For nearly a decade, East Hall Middle School has been mired in negative labels concerning its academic progress.

The skies finally began clearing Wednesday.

School officials learned that the school has made "adequate yearly progress," commonly referred to as AYP, for the first time this century, based on preliminary data.

"We look forward to making AYP next year and wiping the slate clean," said East Hall Middle’s principal, Kevin Bales.

Under the federal No Child Left Behind Act, states must evaluate schools annually and determine, based on basic-skills tests taken by students in third through eighth grades and in high school, whether they are making AYP.

Schools that don’t make adequate progress for two consecutive years are labeled as "needs improvement," but schools can shed that label after making adequate progress for two consecutive years.

East Hall Middle, which is at 4120 East Hall Road, has been a needs-improvement school for eight years.

Needs improvement schools must face a series of escalating consequences, such as allowing parents to move their child to a school not in needs improvement.

East Hall was dealing with state interventions to help put it back on track.

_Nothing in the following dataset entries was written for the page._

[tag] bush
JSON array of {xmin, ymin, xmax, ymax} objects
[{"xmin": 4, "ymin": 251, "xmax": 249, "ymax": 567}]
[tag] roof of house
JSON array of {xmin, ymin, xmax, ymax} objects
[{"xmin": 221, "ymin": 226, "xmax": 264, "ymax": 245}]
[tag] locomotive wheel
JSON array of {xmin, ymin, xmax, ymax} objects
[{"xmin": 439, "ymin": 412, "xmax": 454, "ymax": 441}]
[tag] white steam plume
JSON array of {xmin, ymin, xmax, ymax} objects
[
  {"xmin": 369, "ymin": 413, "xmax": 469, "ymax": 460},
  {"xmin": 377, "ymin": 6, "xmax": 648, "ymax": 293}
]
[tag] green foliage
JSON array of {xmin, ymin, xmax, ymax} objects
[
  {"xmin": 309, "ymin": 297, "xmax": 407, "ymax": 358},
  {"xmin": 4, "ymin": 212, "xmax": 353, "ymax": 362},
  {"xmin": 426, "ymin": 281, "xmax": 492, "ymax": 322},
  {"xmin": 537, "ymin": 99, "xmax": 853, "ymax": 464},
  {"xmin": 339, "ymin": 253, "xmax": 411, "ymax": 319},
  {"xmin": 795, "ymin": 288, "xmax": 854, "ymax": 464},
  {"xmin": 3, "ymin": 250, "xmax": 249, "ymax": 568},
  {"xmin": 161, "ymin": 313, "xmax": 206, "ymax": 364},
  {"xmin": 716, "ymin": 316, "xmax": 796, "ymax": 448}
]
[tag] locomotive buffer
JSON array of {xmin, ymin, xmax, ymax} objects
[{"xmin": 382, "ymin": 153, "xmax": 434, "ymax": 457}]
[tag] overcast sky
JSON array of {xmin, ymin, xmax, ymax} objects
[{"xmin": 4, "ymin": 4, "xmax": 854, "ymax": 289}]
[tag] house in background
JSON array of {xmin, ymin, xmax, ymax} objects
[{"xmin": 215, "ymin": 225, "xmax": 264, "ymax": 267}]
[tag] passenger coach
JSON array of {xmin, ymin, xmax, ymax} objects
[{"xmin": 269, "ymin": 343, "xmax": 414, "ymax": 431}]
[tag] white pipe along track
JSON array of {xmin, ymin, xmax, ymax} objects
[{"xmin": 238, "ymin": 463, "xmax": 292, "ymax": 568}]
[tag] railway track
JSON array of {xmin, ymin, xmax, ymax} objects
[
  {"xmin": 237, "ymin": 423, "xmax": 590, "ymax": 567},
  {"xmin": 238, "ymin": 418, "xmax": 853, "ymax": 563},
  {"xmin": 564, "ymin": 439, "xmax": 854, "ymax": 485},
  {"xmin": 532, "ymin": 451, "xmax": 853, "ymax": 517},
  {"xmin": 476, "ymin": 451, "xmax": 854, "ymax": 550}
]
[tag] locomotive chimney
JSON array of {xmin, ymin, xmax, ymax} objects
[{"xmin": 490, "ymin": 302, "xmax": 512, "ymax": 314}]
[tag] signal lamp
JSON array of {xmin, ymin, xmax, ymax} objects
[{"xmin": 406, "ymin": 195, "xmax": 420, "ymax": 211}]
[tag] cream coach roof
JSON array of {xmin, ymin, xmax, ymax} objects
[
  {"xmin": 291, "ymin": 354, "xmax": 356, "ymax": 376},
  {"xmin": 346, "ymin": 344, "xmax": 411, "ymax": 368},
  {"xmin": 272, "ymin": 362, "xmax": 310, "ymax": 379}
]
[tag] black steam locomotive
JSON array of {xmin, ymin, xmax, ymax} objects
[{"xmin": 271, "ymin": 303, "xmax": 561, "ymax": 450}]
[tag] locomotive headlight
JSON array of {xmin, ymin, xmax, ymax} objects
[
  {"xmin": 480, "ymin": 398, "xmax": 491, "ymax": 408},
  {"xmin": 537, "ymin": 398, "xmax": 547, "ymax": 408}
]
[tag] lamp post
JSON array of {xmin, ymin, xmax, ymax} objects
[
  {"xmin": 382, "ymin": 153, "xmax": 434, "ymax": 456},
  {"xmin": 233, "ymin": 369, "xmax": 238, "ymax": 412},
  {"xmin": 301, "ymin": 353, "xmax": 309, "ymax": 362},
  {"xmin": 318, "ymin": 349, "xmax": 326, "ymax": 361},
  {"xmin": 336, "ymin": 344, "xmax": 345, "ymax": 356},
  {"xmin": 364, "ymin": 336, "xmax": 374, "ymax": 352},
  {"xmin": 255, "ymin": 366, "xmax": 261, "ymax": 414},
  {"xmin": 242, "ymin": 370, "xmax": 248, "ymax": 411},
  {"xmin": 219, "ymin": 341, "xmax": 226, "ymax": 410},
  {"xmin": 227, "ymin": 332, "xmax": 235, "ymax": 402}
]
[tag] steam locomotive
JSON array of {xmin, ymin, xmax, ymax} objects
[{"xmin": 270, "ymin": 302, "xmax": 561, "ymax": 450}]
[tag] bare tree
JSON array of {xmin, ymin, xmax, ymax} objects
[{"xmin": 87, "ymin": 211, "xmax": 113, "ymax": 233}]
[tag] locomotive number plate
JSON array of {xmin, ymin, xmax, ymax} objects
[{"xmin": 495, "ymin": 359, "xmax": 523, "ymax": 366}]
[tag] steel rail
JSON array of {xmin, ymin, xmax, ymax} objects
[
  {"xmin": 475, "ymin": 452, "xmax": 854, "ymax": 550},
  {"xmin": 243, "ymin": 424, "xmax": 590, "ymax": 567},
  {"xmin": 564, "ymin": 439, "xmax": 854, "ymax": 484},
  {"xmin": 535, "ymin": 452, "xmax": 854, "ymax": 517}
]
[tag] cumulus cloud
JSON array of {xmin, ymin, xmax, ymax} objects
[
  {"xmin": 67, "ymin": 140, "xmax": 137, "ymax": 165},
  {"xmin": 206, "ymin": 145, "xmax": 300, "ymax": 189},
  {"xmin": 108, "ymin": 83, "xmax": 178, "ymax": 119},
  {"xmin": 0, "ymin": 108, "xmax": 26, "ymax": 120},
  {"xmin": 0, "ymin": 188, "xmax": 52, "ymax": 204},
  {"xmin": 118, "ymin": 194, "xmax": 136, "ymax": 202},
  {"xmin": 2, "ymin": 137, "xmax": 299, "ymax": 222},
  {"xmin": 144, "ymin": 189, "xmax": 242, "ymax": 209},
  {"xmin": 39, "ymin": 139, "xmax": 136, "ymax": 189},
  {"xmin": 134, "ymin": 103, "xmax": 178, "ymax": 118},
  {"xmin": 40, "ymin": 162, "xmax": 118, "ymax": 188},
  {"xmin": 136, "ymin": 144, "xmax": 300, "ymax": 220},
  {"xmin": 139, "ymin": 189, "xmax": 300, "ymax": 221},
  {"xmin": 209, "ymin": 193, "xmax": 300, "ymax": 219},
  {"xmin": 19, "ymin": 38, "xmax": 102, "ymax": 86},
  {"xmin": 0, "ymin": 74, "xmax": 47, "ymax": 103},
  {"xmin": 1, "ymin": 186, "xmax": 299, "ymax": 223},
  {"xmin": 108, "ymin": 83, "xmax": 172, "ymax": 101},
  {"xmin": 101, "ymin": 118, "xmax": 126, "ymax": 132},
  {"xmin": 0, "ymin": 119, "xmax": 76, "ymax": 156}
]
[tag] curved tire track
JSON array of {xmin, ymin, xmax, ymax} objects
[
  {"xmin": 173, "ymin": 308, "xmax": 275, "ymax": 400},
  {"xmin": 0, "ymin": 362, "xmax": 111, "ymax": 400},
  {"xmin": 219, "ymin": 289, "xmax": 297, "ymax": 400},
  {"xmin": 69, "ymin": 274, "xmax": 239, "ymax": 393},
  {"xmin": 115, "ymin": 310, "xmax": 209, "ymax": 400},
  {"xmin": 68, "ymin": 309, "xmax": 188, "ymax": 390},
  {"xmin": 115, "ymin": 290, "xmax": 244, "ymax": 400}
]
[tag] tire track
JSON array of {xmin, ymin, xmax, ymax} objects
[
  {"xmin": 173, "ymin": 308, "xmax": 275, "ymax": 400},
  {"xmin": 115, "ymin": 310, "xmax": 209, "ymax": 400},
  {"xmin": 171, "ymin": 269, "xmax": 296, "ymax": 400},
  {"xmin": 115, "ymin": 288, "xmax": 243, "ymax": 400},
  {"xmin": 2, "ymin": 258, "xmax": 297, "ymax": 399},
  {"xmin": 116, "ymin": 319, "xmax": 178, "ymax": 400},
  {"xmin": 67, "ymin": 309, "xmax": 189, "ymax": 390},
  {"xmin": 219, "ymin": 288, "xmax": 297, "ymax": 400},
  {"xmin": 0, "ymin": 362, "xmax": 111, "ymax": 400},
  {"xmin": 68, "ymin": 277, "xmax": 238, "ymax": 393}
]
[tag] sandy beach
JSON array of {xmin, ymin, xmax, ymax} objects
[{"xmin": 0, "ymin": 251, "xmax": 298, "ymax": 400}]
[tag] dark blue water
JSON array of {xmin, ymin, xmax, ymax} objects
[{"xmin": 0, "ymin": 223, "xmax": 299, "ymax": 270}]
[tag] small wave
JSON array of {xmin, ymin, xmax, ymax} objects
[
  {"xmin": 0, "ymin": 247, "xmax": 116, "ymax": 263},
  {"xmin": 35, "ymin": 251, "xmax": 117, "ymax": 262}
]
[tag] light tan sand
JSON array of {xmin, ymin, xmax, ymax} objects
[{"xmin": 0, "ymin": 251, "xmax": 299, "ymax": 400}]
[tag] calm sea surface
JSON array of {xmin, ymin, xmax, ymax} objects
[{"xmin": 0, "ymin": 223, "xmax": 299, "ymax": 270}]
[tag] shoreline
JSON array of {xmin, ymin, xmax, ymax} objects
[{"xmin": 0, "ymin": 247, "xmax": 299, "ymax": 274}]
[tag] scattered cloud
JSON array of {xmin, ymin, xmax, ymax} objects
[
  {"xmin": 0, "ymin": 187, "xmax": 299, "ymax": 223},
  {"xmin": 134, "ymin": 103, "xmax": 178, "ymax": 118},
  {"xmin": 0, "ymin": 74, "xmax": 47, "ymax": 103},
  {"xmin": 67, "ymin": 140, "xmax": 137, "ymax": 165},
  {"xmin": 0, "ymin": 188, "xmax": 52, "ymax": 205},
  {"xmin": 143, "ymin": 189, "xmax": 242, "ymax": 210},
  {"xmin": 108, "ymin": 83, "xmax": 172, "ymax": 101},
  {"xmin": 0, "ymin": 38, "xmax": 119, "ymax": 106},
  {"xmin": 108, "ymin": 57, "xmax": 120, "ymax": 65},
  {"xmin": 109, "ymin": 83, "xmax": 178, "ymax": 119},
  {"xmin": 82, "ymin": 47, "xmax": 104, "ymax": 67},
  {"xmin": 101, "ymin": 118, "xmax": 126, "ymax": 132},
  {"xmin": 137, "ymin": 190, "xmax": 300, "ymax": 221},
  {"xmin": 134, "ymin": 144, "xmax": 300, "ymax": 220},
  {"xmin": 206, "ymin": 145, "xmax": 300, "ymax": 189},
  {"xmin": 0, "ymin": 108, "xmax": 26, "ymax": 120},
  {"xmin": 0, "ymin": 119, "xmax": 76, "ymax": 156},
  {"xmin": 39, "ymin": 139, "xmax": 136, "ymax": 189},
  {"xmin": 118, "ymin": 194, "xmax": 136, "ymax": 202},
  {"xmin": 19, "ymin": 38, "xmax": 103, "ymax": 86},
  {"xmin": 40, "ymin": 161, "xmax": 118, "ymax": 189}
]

Preliminary numbers show that 67.4 percent of all East Hall students passed the math portion of the Criterion-Referenced Competency Tests. The required passing rate was 59.5 percent.

The federal law also requires that subgroups, or individual groups of students based on race, ethnicity and other factors, pass at the same rate.

East Hall had two subgroups, students with disabilities and English-language learners, who dropped below that rate. But they achieved "safe harbor" by making acceptable gains over the previous year.

In English/language arts, 86.5 percent of all students passed the CRCT, with the required passing rate at 73.3 percent. Again, special-needs students fell below the standard but made appropriate strides.

One concern statewide is how higher failure rates among eighth-graders on the CRCT’s math portion would affect schools in trying to make AYP.

Nearly 50,000 Georgia eighth-graders, or nearly 40 percent, failed the math part of the CRCT this year, according to preliminary estimates the state released last month.

"We had substantial gains in seventh and sixth grade, and that counteracted (lower scores in eighth grade)," Bales said. "... For all students, we’ll actually show gains in the math category this year.

"That’ll probably be an exception to the rule of what you’ll find at most middle schools."

Principals and other school officials could begin Wednesday looking at CRCT data, which will become available later to the public, after the scores are verified.

Also, parents should be receiving CRCT scores for their children, said Will Schofield, superintendent for the Hall County school system.

"It will be July before the first official AYP reports are finalized," he said.

Summer school has geared up for third-graders who failed the reading portion of the CRCT and fifth-graders and eighth-graders who failed either the math or English/language arts portions, or both portions, of the CRCT.

They must pass a retest for a clear path to the next grade.

Summer school is busier this year because of the higher failure rates in math.

But, according to Bales, the state is for the first time counting eighth-graders retests toward a school’s AYP standing.

"There’ll be some adjustments to (East Hall’s data), but most of the adjustments will be positive," he said.